Infine, un’ulteriore opzione di papa Francesco che percorre le diverse sottolineature approfondite nelle pagine di questo dossier è il desiderio di “una chiesa povera per i poveri”, desiderio che, per sua stessa ammissione, ha determinato anche il nome scelto come vescovo di Roma. Questa connotazione di povertà si declina in due aspetti complementari, entrambi riconducibili al rispetto e alla difesa della dignità di ogni essere umano: da un lato il riconoscimento del diritto universale ad avere “terra, tetto e lavoro” e, dall’altro, la sollecitudine verso i migranti, qualunque sia il motivo del loro esodo dalla propria terra. Una porzione di terra, una casa e un’attività lavorativa non sono solo le condizioni minime per garantire una sussistenza a sé e alla propria famiglia, ma anche il presupposto della dignità cui ogni essere umano ha diritto per potersi sentire collaboratore del Creatore nella custodia del creato affidatogli: poter vivere del lavoro delle proprie mani – e far vivere con esso anche le persone più care – è un nutrimento indispensabile per il cuore e la mente umana, tanto quanto gli alimenti lo sono per il corpo. Per questo papa Francesco vede nei migranti forzati – dalla guerra o dalla fame poco cambia – le persone più vulnerabili e più bisognose non solo e non tanto di un’assistenza nell’emergenza, ma ancor più di una solidarietà umana che sappia riconoscere nell’altro in difficoltà il proprio fratello, la propria sorella in umanità.

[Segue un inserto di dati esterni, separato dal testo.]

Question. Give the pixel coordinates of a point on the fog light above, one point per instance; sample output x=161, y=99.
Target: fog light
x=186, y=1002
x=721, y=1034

Alla luce di questi orientamenti di fondo, ripercorrere le analisi proposte nelle pagine che seguono permette di cogliere a tutto tondo non tanto l’immagine di questo papa giunto “dall’altra parte del mondo”, quanto piuttosto il volto di una chiesa che, come affermò papa Giovanni XXIII nel discorso di apertura del concilio, “preferisce usare la medicina della misericordia invece di imbracciare le armi del rigore; pensa che si debba andare incontro alle necessità odierne, esponendo più chiaramente il valore del suo insegnamento piuttosto che condannando”. Forse, a oltre cinquantacinque anni dal Vaticano II e a cinque dall’elezione di papa Francesco, non ci siamo ancora assuefatti a questa semplice, evangelica verità.